Они проскакали по окраине селения и выехали на дорогу. На здешних лугах ещё позавчера мирно паслись коровы, раздутые, как бочки в виноградарских погребах где-нибудь на Виноградном Изгибе. Теперь же их словно прокололи иглой, выпустив весь воздух. Бока были усеяны тёмными проплешинами и гнойными нарывами, ветер доносил гнилостный запах. Животные лежали на пожухлой траве и лениво похлёстывали себя по бокам хвостами, отгоняя назойливых мух. Гирем обернулся.
Пространство вокруг селения было аккуратно поделено на ровные квадраты и прямоугольники полей: желтые, где росли пшеница, ячмень и овёс, зелёные — где росли овощи, красные — где зрели бобы катрейла. Сейчас над всем этим поднимались столбы дыма. Гирем коротко вздрогнул и повернулся лицом к дороге. Остальное время он и Джаркат ехали молча.
Подъёмный мост через ров был опущен, ворота открыты. Не обратив внимания на приветственные возгласы стражников, Гирем и Джаркат галопом проскакали по тоннелю и оказались во внутреннем дворике. Завидев их, навстречу поспешили конюшие. Гирем спрыгнул с коня, чьё имя было Гарапас, передал поводья слуге и глянул на историка.
— Ты говорил, что знаешь способ, как отыскать отца в этом демонами проклятом лесу. Пора им воспользоваться.
— Хорошо, но для этого способа мне потребуется восемь кристаллов сциллитума.
Гирем взметнул брови.
— На восемь кристаллов можно купить весь Герран вместе с его жителями.
— Или найти дивайна Рензама, что бы он спас твоего дядю.
Юноша думал недолго.
— Ладно. Подожди в обеденной зале. Мне нужно заглянуть ещё кое-куда.
Кивнув, историк направился к ступенькам главного строения. Гирем же повернул налево, в сторону двухэтажного жилого массива, с множеством окон. Некоторые из них ещё оставались застеклёнными, но большая часть имела ставни. Отец не очень сильно заботился об интерьере и экстерьере крепости.
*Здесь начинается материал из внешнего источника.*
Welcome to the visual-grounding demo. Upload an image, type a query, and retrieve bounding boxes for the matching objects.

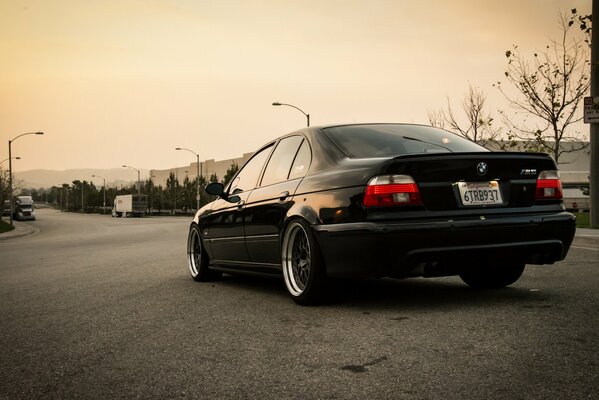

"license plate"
[458,181,503,206]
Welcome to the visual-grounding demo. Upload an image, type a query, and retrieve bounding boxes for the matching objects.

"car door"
[204,144,274,265]
[245,135,312,269]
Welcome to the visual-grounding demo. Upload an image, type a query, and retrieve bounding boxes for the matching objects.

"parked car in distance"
[187,124,576,304]
[9,196,35,221]
[112,194,148,218]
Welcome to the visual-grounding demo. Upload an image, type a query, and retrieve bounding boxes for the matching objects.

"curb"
[0,222,40,241]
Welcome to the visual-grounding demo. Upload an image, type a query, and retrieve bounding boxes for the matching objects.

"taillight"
[363,175,422,207]
[535,170,564,200]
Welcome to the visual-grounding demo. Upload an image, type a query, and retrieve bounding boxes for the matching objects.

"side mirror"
[206,182,225,197]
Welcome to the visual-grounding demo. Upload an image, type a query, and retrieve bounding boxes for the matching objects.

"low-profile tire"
[281,219,327,305]
[187,223,222,282]
[460,263,526,289]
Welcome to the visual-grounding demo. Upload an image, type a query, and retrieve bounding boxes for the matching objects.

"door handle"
[279,191,289,202]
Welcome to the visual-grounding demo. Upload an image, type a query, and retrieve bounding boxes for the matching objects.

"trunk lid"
[378,152,561,211]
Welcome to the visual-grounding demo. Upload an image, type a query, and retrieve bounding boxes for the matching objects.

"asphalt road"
[0,210,599,399]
На внешней стороне стены имелись глубокие выбоины и сколы столетней давности, металлические пазы и крепления на гребне пустовали — стоявшие там некогда стрелковые орудия, которые предназначались для борьбы с шальными драконами, были давным-давно сняты и проданы.
Впрочем, подумал Гирем, отец не первый в роду, кто плевать хотел на реставрацию Ректагеррана. Ещё дед Эктар не беспокоился о её обороноспособности. Большие войны не заглядывали сюда больше века. Последний раз Рензам и Алан по-настоящему обнажали рефракторы лет десять назад, и то — далеко к северу, у стен крепости Сибельниль, что принадлежала родственникам-Хлоям.
Он вошёл в здание и зашагал по узкому коридору, который озарял свет факелов. Рефрамантия была слишком дорогой для постоянного поддержания огня, равно как и необычные сферы диастрийцев, которые были распространены на западе, в Шуруппаке и при дворе Пророка Мирата Отраза, владыки Изры. Здесь, на востоке Изритского Теургиата, среди степей, неглубоких озёр и диких лесов, подобное было в диковинку и не по карману даже вассалам-ренедам и их сеньорам-дивайнам. Особенно таким расточительным дивайнам, как Рензам Рект.
Гирем остановился возле комнаты клирика. Дверь была плотно прикрыта; из-за неё доносились приглушённые голоса и тихий шорох. Гирем постучался и, скрипнув дверью, шагнул через порог. Окинул быстрым взглядом комнату.
На широкой, покрытой мягкими разноцветными покрывалами кровати, лежала нагая девушка. У неё были широкие бёдра и полная грудь, русые волосы свободно расплескались по плечам и подушкам, на которые она опиралась локтем, задумчиво глядя в окно с распахнутыми ставнями.
Услышав шаги, девушка метнула взгляд к двери и неловким жестом подтянула к груди покрывала.
— Прошу прощения, дивайн.
— Ничего страшного.
Гирем кисло улыбнулся и только потом заметил приставленный к стене мольберт с чистым полотном. Рядом, на стуле, лежала палитра с несколькими кистями и прозрачным сосудом с водой. Клирик привычно проводил время за живописью.
Девушка посмотрела мимо юноши в направлении двери, которая вела в другую комнату.
— Хэк, к тебе дивайн Гирем!
— Секундочку! — донёсся из комнаты голос Хэка. — Мне осталось договорить последнюю молитву Ориду и всё!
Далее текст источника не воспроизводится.